As $(ABC'S), (BCA'S), (CAB'S)$ are vertexes of $3$ isosceles trapezoids, points $A', B', C'$ lie on intersection of parallel plane to $ABC$ through $S$ with sphere $SABC;$ also $SA'||BC, SB'||AC, SC'||AB.$ Let $a, b, c$ be the lines of intersection of $ABC$ with $AB'C',$ $A'BC'$ and $A'B'C;$ obviously $B'C'||a, A'C'||b, A'B'||c.$ We need to prove, that $a, b, c$ are concurrent. Let $S'$ be the second point of intersection of $a$ with circle $(ABC).$ From all parallel lines we have $$\angle (S'C, CB) = \angle (S'A, AB) = \angle (a, AB) = \angle (B'C', C'S) = \angle (B'A', A'S) = \angle (c, CB),$$i.e. $S'$ lies on $c;$ analogously it lies on $b,$ that ends our proof.
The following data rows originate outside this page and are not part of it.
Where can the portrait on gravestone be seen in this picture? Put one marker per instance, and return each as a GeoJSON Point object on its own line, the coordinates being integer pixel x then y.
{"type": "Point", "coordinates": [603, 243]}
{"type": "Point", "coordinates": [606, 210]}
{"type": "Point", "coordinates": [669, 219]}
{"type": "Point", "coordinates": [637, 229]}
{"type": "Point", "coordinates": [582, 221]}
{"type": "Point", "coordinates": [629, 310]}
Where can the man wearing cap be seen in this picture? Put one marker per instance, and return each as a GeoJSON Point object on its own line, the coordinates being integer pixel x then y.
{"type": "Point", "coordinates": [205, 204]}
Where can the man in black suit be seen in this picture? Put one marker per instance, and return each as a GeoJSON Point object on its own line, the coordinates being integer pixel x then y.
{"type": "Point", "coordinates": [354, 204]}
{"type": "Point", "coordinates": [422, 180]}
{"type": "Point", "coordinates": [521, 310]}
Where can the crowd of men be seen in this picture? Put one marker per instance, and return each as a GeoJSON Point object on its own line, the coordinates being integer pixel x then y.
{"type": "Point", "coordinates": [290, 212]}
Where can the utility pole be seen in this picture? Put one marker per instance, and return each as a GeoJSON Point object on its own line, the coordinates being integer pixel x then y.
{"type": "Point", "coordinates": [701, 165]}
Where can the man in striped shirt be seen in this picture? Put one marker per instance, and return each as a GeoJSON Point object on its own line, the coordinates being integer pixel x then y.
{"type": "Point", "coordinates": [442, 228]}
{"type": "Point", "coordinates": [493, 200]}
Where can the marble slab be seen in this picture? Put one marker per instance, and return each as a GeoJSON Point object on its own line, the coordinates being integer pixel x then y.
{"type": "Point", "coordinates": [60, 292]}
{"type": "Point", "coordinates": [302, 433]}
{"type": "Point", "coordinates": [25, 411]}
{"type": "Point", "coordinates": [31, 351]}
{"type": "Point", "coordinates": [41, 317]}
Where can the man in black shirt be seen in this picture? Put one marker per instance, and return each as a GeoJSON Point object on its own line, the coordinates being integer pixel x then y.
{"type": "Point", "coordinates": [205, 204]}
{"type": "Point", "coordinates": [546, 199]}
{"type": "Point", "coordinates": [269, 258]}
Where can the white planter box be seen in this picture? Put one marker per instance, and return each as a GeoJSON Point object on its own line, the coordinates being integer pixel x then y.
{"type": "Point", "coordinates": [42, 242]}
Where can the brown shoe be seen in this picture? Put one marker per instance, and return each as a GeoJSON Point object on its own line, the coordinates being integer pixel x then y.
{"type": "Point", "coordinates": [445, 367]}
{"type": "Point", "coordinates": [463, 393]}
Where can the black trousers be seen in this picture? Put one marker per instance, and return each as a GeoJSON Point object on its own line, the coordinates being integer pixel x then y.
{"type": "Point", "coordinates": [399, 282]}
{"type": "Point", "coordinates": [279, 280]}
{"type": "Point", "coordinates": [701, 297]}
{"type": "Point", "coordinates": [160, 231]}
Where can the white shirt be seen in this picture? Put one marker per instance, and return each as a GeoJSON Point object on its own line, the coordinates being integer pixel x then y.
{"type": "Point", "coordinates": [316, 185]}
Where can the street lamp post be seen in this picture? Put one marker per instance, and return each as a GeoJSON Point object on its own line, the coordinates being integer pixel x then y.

This is exactly how i solved it during the contest

I didn't solve my 9.6 (((

Interestingly, it seems that one needs only the $SA' \parallel BC$, $SB' \parallel AC$ and $SC' \parallel AB$ condition, but the fact that the trapezoids are isosceles is redundant. This is based on the following simple observation: if three lines, which are parallel to the sides of the first triangle, and are passing through vertices of the second triangle, are concurrent, then three lines, which are parallel to the sides of the second triangle, and are passing through vertices of the first triangle, are concurrent, too. So the condition is actually overloaded.